2.18. Statistical Analysis

The data were analyzed using Graphad Prism 5 software or SPSS 19.0 software (SPSS Inc., Chicago, IL, USA). The data were presented as the mean ± SD of at least three independent experiments. The statistical differences were calculated by the Student’s t-test or one-way ANOVA analysis of variance with Dunnett’s or Tukey’s test. Statistical significance was defined as p < 0.05.

3. Results

3.1. LncRNA JPX was Upregulated in ESCC

To explore whether JPX exerted an impact on the progression of ESCC, we investigated the expression levels of JPX in ESCC tissues or adjacent normal tissues. The results showed that JPX levels were significantly highly expressed in ESCC tissues compared with those in adjacent normal tissues (Figure 1A). Moreover, the clinical analysis of JPX was determined in ESCC patients. The expression of JPX levels were significantly increased in patients with T4 or N1 stage of ESCC compared with those in T2/T3 or N0 stage of ESCC, respectively (Figure S1A,D). We then investigated JPX expression in four esophageal cancer cell lines and a normal esophageal epithelial cell line. The results showed that the expression levels of JPX were significantly highly expressed in esophageal cancer cells, including EC9706, Eca109, and KYSE150, compared with those in normal esophageal epithelial cell line, Het-1A (Figure 1B). These results suggested that upregulation of JPX was involved in the progression of ESCC. To further investigate the role of JPX in ESCC, the subcellular distribution of JPX was detected in EC9706 cells. The results showed that JPX was mainly located in the nucleus of EC9706 cells (Figure 1C), which was further confirmed by FISH analysis (Figure 1D). In addition, the expression of JPX in ESCC tissues was upregulated in ESCC tissues compared with the normal tissues (Figure S2A).

Figure 1

LncRNA JPX was upregulated in ESCC. (A) Expression levels of JPX in 21 ESCC tissues and adjacent normal tissues. (B) Expression of JPX in normal esophageal epithelial cell line Het-1A, ESCC cell lines (KYSE150, KYSE450, EC109, EC9706). (C) Expression level of JPX in the subcellular fractions of EC9706 cells.

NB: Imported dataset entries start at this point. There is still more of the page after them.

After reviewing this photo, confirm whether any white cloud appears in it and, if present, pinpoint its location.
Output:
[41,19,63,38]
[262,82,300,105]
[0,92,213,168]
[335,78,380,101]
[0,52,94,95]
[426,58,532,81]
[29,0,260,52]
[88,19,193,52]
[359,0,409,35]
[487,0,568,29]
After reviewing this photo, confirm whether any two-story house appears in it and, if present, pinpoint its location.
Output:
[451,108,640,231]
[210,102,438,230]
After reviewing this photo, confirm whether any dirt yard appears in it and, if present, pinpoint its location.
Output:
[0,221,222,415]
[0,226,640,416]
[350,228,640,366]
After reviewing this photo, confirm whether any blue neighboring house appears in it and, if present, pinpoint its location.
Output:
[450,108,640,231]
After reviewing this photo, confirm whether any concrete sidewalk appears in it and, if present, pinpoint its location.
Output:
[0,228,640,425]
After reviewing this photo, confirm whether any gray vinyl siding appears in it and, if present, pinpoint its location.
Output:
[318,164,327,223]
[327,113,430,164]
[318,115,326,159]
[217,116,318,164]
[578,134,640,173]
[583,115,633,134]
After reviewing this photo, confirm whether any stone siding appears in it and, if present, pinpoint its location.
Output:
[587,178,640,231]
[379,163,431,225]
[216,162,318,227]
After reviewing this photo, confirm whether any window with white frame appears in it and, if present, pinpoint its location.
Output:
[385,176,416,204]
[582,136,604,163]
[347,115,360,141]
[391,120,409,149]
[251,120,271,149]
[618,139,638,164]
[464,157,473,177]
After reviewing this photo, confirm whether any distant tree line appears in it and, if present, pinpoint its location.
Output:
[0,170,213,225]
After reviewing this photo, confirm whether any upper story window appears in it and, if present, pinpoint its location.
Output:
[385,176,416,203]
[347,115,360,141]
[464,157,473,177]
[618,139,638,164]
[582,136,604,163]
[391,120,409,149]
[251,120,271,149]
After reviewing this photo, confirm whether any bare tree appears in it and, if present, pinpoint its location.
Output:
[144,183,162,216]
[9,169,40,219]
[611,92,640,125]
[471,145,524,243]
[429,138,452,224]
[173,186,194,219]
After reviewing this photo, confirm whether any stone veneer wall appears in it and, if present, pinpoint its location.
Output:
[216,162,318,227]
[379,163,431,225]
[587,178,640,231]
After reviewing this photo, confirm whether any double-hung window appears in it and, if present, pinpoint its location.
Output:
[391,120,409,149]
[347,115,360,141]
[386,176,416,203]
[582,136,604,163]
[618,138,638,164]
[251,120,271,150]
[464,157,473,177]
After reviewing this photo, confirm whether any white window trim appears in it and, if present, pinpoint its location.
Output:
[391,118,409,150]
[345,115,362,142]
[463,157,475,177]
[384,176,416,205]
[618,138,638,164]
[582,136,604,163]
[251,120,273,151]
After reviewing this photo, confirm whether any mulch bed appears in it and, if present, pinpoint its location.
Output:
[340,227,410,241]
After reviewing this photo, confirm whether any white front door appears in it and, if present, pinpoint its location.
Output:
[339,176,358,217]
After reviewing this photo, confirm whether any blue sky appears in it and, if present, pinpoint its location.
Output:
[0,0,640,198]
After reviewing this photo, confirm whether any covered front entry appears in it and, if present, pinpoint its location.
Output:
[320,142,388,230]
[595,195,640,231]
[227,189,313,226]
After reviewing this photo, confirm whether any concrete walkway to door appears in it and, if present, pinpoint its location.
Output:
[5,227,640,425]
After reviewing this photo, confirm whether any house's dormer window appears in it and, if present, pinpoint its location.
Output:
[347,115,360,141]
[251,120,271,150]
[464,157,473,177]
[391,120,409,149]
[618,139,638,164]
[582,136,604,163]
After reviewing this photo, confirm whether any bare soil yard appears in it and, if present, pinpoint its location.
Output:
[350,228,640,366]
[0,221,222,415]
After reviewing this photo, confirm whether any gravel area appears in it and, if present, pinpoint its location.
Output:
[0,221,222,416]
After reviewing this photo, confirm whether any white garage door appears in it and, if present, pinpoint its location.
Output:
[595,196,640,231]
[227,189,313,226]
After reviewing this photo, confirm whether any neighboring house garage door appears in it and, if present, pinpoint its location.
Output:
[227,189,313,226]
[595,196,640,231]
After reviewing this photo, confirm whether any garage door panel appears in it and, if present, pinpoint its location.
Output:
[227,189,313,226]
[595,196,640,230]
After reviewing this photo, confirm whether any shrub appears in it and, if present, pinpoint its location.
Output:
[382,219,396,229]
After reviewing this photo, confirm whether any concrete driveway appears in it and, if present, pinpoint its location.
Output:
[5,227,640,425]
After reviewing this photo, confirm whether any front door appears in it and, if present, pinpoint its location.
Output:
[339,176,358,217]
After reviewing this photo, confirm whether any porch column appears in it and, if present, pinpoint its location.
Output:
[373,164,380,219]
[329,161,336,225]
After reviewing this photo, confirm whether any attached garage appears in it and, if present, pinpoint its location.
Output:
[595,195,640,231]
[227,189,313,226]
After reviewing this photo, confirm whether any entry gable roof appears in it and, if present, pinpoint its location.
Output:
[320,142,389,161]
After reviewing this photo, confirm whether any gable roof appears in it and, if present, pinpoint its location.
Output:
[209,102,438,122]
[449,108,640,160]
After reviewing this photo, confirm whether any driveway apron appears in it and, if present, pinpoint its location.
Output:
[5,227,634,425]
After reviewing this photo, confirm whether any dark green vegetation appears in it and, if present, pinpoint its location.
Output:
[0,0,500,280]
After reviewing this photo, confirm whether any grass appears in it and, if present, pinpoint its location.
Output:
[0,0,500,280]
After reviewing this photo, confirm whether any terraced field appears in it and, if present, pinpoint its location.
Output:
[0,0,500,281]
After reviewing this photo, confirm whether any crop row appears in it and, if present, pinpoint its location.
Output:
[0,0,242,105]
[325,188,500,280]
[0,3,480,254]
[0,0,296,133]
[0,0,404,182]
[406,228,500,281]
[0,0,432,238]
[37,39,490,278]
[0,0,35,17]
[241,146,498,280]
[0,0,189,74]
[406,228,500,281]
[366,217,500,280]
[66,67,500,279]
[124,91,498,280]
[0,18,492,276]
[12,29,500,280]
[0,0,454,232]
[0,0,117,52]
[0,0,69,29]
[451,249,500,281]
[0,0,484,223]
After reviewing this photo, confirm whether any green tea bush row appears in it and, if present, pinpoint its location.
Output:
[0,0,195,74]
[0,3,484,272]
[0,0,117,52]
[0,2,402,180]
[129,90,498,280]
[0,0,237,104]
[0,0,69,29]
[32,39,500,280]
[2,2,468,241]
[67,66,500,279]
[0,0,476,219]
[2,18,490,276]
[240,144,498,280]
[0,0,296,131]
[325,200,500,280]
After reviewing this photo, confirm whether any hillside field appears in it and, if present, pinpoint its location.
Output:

GAPDH and U6 were used as cytoplasmic and nuclear markers, respectively. (D) The location of JPX (red) in EC9706 cells was determined by FISH assay. Nuclei was stained by DAPI (blue). Scale bar, 50 μm. Data were mean ± SD. Statistical analyses were performed with Student’s t-test or one-way ANOVA followed by Dunnett’s test. ** p < 0.01, *** p < 0.001 versus Control.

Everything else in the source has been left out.